A router receives a packet from a network and passes it to another network based on cost metric.

Today, an internet can be so large that one routing protocol cannot handle the task of updating routing tables of all routers. For this reason, an internet is divided into autonomous systems.
An Autonomous System (AS) is a group of networks and routers under the authority of a single administration. Routing inside an autonomous system is referred to as internal routing. Routing between autonomous systems is referred to as exterior routing.
Each autonomous system can choose an interior routing protocol to handle routing inside the autonomous system. However, only one exterior routing protocol is usually chosen to handle routing between autonomous systems.

Routing Information Protocol (RIP)
It treats each network as equal. The cost of passing through each network is the same, it is one hop count.
It is internal routing protocol.
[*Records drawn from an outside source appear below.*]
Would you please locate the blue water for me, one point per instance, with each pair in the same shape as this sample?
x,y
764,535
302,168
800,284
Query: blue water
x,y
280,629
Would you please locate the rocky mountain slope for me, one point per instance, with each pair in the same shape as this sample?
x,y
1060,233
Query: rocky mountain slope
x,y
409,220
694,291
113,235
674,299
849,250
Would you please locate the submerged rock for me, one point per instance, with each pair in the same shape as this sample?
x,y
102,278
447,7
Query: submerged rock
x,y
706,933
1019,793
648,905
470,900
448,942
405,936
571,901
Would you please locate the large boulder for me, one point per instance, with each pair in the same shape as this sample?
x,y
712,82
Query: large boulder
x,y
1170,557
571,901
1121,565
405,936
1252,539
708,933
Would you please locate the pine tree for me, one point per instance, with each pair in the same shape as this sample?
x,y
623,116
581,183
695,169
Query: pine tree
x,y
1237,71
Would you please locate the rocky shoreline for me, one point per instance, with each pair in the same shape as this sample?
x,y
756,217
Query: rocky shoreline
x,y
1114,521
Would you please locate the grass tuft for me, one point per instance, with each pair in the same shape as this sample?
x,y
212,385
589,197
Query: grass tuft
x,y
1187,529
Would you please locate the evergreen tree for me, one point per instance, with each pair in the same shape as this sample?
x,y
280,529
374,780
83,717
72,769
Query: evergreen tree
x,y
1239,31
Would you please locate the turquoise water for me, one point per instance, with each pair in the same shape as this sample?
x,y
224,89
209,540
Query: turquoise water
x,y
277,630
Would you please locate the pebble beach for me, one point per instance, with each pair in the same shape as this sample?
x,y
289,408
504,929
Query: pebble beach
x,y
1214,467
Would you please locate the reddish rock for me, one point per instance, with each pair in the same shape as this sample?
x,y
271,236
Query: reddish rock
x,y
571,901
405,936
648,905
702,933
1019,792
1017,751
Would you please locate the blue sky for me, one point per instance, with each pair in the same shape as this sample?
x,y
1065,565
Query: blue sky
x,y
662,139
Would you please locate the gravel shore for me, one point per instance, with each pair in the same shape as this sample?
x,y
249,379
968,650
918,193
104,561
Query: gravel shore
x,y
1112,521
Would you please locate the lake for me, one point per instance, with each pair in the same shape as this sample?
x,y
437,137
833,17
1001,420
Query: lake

It is based on distance vector routing, using Bellman-Ford algorithm.

Distance Vector Routing:
1. Sharing knowledge about the entire autonomous system.
2. Sharing only with neighbors.
3. Sharing at regular intervals.


Open Shortest Path First (OSPF)
It allow the administrator to assign cost for passing through  a network based on the type of service required. For max throughput a satellite link is better. For min delay, a fibre optic line is better.
It allows each router to have several routing tabled based on the required type of service.

Link State Routing:
1. Sharing knowledge about the neighborhood.
2. Sharing with every other router.
3. Sharing when there is a change.


Border Gateway Protocol (BGP)
The criterion is the policy, which can be set by the administrator.